Huge overhead on devcloud linked to dpctl calls #945

fcharras · 2023-03-02T13:23:06Z

Version: numba_0.20.0dev3 and main

The three following dpctl calls 1 2 3 have huge wall time on edge devcloud (measured ranging from 10 to 30ms each call by py-spy, see speedscope report):

On the devcloud this add about 80 seconds to the k-means benchmark (for an expected 10 seconds).

I didn't see the issue on a local machine, but maybe the remaining small overhead that we reported comes from there.

@oleksandr-pavlyk not sure if this should be considered as an unreasonable use in numba_dpex (those calls should be expected to be that long and cached ?) or a bug in dpctl.

I've experimenting with caching the values and can confirm that caching those 3 calls completely remove the overhead.

Regarding the scope of the cache, I'll check if a hotfix that consists in storing those value in a WeakKeyDictionary where keys are val, and usm_mem, and wrapping SyclDevice(device) call in a lru_cache, is enough. (if so, will monkey-patch in sklearn_numba_dpex in the meantime).

The text was updated successfully, but these errors were encountered:

ogrisel · 2023-03-02T13:34:01Z

To avoid confusion, the .svg file extension of the py-spy report file should be a .json extension.
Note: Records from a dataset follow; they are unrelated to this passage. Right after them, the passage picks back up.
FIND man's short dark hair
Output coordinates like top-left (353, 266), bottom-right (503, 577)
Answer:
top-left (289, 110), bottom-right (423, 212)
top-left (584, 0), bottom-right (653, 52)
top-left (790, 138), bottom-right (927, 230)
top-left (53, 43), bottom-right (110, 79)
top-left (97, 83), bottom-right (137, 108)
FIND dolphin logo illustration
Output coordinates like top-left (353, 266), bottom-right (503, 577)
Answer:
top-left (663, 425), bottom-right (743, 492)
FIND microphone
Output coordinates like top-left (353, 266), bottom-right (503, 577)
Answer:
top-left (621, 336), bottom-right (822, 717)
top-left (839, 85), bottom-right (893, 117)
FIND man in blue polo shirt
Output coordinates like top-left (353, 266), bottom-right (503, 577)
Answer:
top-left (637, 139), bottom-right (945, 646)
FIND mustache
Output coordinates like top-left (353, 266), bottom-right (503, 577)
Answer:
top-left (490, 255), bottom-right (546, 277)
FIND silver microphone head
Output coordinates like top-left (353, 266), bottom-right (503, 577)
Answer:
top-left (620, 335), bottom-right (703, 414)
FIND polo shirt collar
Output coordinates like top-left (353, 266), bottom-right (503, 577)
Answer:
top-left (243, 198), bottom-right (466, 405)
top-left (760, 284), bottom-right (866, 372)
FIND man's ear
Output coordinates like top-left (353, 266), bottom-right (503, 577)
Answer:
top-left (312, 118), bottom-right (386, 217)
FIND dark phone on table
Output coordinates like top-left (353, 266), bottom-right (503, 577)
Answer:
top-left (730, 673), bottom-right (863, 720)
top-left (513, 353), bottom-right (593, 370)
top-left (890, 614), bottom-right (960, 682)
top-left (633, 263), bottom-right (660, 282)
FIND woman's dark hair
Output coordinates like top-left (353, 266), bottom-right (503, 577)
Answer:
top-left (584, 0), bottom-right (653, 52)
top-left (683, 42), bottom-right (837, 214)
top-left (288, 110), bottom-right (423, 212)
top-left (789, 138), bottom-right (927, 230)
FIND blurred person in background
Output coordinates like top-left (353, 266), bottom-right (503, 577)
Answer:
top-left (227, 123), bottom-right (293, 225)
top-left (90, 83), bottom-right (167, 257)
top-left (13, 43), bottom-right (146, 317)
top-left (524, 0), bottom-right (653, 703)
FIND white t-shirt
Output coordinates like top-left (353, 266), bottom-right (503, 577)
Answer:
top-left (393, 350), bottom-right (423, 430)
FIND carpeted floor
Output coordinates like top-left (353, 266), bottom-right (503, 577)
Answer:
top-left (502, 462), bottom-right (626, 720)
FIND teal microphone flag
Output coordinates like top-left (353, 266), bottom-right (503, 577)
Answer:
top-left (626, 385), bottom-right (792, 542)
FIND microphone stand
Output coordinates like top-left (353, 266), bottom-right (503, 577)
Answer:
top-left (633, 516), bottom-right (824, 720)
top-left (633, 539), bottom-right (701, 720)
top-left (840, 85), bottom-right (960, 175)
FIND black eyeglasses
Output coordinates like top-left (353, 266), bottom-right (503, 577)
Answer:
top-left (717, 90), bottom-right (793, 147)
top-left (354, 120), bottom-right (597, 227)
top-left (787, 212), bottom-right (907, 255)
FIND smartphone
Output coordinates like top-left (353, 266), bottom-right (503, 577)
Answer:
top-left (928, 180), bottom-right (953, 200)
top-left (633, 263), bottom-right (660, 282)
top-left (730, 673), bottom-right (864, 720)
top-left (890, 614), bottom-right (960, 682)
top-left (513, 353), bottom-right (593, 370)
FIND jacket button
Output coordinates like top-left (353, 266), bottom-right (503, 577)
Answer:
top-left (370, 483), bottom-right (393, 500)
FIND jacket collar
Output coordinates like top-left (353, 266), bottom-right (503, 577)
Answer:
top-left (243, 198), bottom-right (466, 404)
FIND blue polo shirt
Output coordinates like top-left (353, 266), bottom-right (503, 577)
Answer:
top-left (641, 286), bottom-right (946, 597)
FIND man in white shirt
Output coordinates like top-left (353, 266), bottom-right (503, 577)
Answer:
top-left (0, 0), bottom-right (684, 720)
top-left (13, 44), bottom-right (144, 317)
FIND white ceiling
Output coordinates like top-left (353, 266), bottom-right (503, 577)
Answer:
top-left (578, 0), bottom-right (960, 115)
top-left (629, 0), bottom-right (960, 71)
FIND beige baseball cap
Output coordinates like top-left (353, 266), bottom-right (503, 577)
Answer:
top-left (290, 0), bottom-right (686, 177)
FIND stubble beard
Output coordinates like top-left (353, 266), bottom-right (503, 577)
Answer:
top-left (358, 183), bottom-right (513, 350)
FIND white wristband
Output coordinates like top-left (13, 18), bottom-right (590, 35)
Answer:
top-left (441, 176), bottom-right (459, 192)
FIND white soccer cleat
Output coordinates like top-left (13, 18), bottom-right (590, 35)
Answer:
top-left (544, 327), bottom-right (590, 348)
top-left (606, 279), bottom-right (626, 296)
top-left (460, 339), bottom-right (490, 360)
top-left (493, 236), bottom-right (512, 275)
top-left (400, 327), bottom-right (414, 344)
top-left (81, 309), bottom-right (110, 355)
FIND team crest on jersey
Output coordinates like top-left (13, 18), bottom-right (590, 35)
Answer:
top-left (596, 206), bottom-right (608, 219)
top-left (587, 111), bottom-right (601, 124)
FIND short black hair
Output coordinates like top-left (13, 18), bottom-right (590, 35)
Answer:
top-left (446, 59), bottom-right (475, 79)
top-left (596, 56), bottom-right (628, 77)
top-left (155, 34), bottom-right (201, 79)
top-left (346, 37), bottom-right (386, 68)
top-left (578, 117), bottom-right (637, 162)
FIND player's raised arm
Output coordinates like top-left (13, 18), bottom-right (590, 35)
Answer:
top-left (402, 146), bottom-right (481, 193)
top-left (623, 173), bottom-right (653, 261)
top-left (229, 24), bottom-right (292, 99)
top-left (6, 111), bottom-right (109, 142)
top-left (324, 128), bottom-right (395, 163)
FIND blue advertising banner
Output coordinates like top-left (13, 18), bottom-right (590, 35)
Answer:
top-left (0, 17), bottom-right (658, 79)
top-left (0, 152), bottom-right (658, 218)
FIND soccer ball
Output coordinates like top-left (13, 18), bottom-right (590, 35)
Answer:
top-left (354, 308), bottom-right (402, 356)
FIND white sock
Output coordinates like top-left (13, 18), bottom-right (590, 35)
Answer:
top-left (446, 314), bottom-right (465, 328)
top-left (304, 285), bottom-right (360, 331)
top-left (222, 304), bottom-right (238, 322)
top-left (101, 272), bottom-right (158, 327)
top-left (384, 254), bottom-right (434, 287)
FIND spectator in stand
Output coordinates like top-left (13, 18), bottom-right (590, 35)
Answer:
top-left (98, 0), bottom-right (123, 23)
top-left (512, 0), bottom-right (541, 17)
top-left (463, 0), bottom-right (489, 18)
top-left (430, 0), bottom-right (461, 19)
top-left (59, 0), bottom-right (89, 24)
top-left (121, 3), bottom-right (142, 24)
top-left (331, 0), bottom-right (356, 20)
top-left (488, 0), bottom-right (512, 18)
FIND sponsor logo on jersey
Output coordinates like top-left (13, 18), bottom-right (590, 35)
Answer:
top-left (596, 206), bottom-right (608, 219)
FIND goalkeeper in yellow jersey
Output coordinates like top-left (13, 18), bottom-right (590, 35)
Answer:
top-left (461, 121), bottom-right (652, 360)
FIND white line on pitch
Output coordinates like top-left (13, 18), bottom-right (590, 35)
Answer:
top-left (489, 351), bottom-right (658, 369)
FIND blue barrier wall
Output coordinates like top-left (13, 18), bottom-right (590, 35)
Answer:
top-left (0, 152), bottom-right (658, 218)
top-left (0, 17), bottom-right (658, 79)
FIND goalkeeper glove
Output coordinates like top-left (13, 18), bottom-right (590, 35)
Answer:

The .svg extension only make sense when py-spy is used to generate a flamegraph report as an SVG file instead of a json speedscope trace.

ogrisel · 2023-03-02T13:47:46Z

By zooming in the report, it seems that the overhead seems to come from the repeated calls to typeof_usm_ndarray:

but I cannot see the calls to dpctl.SyclDevice(device).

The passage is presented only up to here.